Deshalb konnte ich auch nicht akzeptieren, wenn mich jemand als Angeber bezeichnete. Weil ich mir verdammt nochmal alles selbst erarbeitet hatte. Ich war einer der Wenigen, die in der normalen Surf-Liga mithalten konnten. Es erforderte enorm viel Disziplin, Training und schlaflose Nächte, an den Worldcups teilnehmen zu können und zu gewinnen. Daher wollte ich mir von niemanden nachsagen lassen, dass ich meinen Platz auf der Welt nicht verdient hatte.

***

Während des Essens würdigte mich Lia nicht eines Blickes. Stattdessen schob sie die Einzelteile ihrer Lasagne von der einen Seite des Tellerrandes zur anderen.

»Was ist los, Lia?«, wollte Ally von ihr wissen. »Schmeckt es dir etwa nicht?«

»Nein, das ist es nicht ... mir ... ist bloß irgendwie schlecht, weißt du?«

Schlecht, weil sie meine Prothese gesehen hat und damit überfordert ist.

»Oh Mann, ich muss so dringend auf die Toilette«, wandte Adele plötzlich ein. »Jonah, könntest du Max kurz halten?«

»Ich kann ihn halten!« Nicht zu fassen, dass Lia sich freiwillig als Tribut meldete. »Natürlich nur, wenn das für euch okay ist.«

»Klar, dann kann ich in Ruhe weiteressen und Adele kann Wasser lassen.«

»Jonah!« Adele verdrehte spielerisch die Augen.

»Was denn? Im Gegensatz zu dir achte ich auf meine Wortwahl.«

»Ha-ha! Das hab' ich jetzt mal überhört.« Adele stand auf und überreichte Lia ihren kleinen Sohn, der in aller Seelenruhe zu schlafen schien.

Wie gerne ich gerade an seiner Stelle wäre ...

»Wow, Lia! Du machst das toll!« Ally strahlte ihre zukünftige Schwägerin an. »Du wirst irgendwann bestimmt eine tolle Mutter!«

»Um ehrlich zu sein ... weiß ich nicht, ob ich überhaupt ein Kind bekommen möchte«, gestand sie, woraufhin Nick sich so heftig verschluckte, dass er sich fest gegen die Brust hämmern musste, um nicht zu ersticken.

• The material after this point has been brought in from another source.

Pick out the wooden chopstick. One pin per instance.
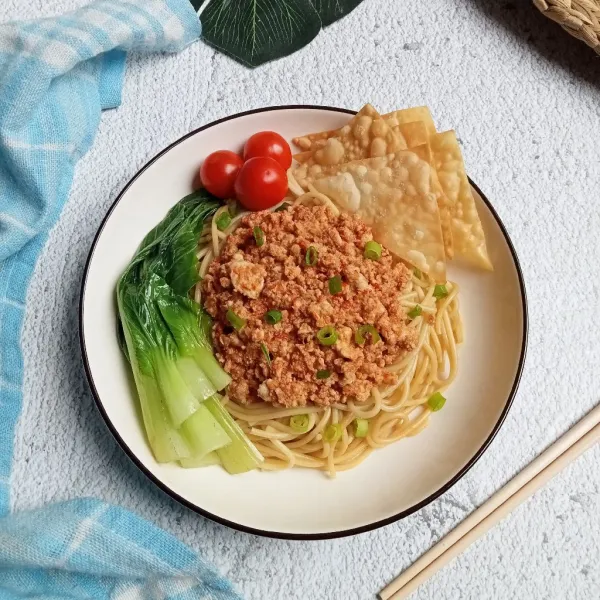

»Mach langsam, Schatz! Ansonsten stirbst du noch, bevor wir uns das Ja-Wort geben können!« Ally klopfte ihm behutsam auf den Rücken. »Gehts wieder?«

»Ja, danke ...«, krächzte er. »Das wird Mom und Dad aber nicht gefallen, wenn ihnen das zu Ohren kommt.«

»Na und?«, mischte ich mich ein, woraufhin mich allesamt entgeistert ansahen. »Es ist Lias Körper und ihre Entscheidung, ob sie Kinder möchte oder nicht. Eltern hin oder her, aber es geht sie schlichtweg nichts an.«

»Da muss ich Mitch recht geben«, Ally warf ihrem Verlobten einen ernsten Blick zu, »in der heutigen Zeit ist es durchaus legitim bewusst zu sagen, dass man keine Kinder möchte.«

»Und was ist ... mit dir?«, wollte Nick von ihr wissen.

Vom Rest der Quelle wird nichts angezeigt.